Read The Daring Escape of Beatrice and Peabody Online
Authors: Kimberly Newton Fusco
The little dog and I both need a hot dog after that. It is nearly time for everyone to start waking up, so I get the grill started.
‘Do you have a name?’ The little dog looks at me, tilts his head, and then a worm floating in a little puddle catches his eye. He goes over for a closer look.
I think of all the boy names I know besides Arthur or Ellis or Fat Man Sam or Pete the Alligator Man.
‘Roy? Is that your name?’
The dog sniffs at the worm.
‘Hal? Jim?’
The dog pokes at the worm with his paw.
‘Dexter? Theodore? Dean?’
The dog sticks his mouth in the puddle and grabs the worm with his teeth. He shakes it in the air and drops it at my feet.

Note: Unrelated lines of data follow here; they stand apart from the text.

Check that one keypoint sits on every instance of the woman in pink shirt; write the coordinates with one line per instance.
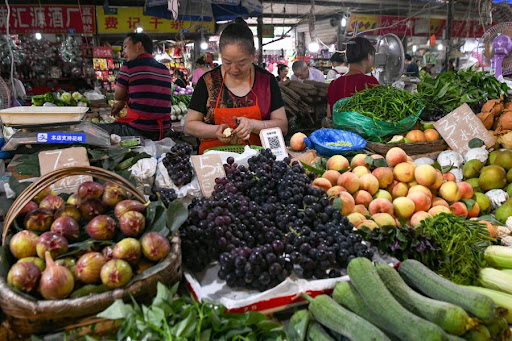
(200, 70)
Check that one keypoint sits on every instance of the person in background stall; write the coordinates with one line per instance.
(180, 79)
(339, 68)
(360, 58)
(282, 73)
(144, 87)
(301, 72)
(201, 69)
(411, 68)
(238, 95)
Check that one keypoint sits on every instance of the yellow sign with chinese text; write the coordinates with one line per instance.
(128, 19)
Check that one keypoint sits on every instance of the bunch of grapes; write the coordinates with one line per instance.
(265, 221)
(178, 165)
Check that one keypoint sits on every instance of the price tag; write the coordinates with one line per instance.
(208, 168)
(272, 138)
(461, 126)
(51, 160)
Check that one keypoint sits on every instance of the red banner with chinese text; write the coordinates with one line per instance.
(48, 19)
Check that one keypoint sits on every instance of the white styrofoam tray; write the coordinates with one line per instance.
(41, 115)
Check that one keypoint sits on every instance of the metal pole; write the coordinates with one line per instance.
(449, 22)
(260, 40)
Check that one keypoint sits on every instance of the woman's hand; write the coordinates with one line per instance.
(245, 128)
(220, 134)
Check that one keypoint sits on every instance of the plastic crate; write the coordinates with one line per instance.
(233, 148)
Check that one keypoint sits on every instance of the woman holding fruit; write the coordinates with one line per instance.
(237, 95)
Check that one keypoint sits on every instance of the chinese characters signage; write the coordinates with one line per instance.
(461, 126)
(128, 19)
(48, 19)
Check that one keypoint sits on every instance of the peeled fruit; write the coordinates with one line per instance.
(56, 282)
(132, 223)
(28, 207)
(52, 202)
(472, 169)
(337, 163)
(418, 217)
(155, 246)
(38, 220)
(52, 242)
(89, 266)
(504, 159)
(129, 205)
(41, 265)
(68, 211)
(101, 227)
(23, 244)
(66, 227)
(24, 276)
(112, 194)
(128, 249)
(297, 142)
(449, 191)
(90, 190)
(492, 177)
(116, 273)
(425, 175)
(395, 155)
(89, 208)
(404, 207)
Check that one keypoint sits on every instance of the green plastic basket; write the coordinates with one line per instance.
(233, 148)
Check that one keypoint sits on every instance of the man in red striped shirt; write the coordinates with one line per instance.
(144, 86)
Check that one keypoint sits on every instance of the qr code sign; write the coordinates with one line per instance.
(273, 142)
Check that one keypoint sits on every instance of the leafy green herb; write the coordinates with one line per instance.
(181, 318)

‘That is really disgusting.’ I go over and flip hot dogs. ‘All right. If you’re not going to help, I’ll call you Nobody. How would you like that? Here, Nobody, here, Nobody!’
The dog looks at me. He tilts his head again and sticks up both of his ears. Then he goes back to the worm.
‘Oh, forget it.’ I take the hot dogs off the grill. The little dog forgets all about the worm and hurries over to me. He wags his stumpy tail.
I put a hot dog on a plate and put it on the ground. He gulps it down and looks up at the Peabody Frankfurter box. ‘Woof!’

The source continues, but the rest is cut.